柏崎で全国初の養殖成功、ブランド魚になれるか - 朝日新聞デジタル

 「ヒゲソリダイ」という名前は、取材を始めるまで聞いたことがなかった。でも、新潟県柏崎市にある研究機関が全国で初めて養殖に成功した魚で、市役所も「柏崎の新たな特産品に」と力を入れているという。昨年に続く2年目の販売が近く行われるのを前に、養殖地を訪ねてみた。

 水槽があるのは、東京電力柏崎刈羽原発に隣接する同市荒浜地区の海洋生物環境研究所(海生研)実証試験場。20トンの円形の水槽の中で、黒っぽい魚がひしめきあうように泳いでいる。

 海生研は発電所からの温排水が生物に与える影響を調べる機関で、柏崎の実証試験場は、1号機が初臨界を迎える直前の1984年11月に完成。これまで240種を超える生物を飼育し、卵をかえす研究にも取り組んできた。

 養殖のきっかけは、近くに住む新潟漁協柏崎支部総代、柴野一志さん(57)の「ヒゲソリダイの稚魚がつくれたらいいね」との打診だった。

 ヒゲソリダイはイサキ科の魚で、下あごの部分が、ひげをそったように滑らかなのが名前の由来だ。
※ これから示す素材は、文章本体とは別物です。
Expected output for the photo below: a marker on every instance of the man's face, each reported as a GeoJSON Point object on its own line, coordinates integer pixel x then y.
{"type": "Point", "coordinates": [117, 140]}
地元では、カヤを刈る秋に捕れることから「カヤカリ」と呼ばれ、網にかかった魚を食べた漁師などの間では、おいしさが知られていた。

 しかし、マダイやヒラメと違い、この魚を狙った漁が行われるわけではないため、漁獲量は少なく、一般の消費者には浸透していなかった。

 海生研は、2017年に親魚から採取した直径約0・9ミリの卵から稚魚をかえすことに成功。翌年、育った魚が卵をうみ、全国初のヒゲソリダイの「完全養殖」を成し遂げた。研究にあたった吉川(きっかわ)貴志さん(48)と塩野谷勝さん(27)は「他の魚がエサを食べなくなる夏でも、どんどん食べて大きくなる。養殖に向いている魚だと感じた」と話す。

 ただ、海生研は研究機関で、養殖の事業者ではない。昨年、約6千匹の稚魚の半数を柴野さんが会長を務める柏崎漁業研究会に譲渡し、残りは、近海で定着することを祈りながら放流した。

 特産品づくりを目指す同研究会は、メンバー5人が海生研に通ってエサを与え続けた。水槽の大きさの制約から一部を放流し、現在は、ふ化から1年半ほどで25センチくらいに成長した約900匹が育てられている。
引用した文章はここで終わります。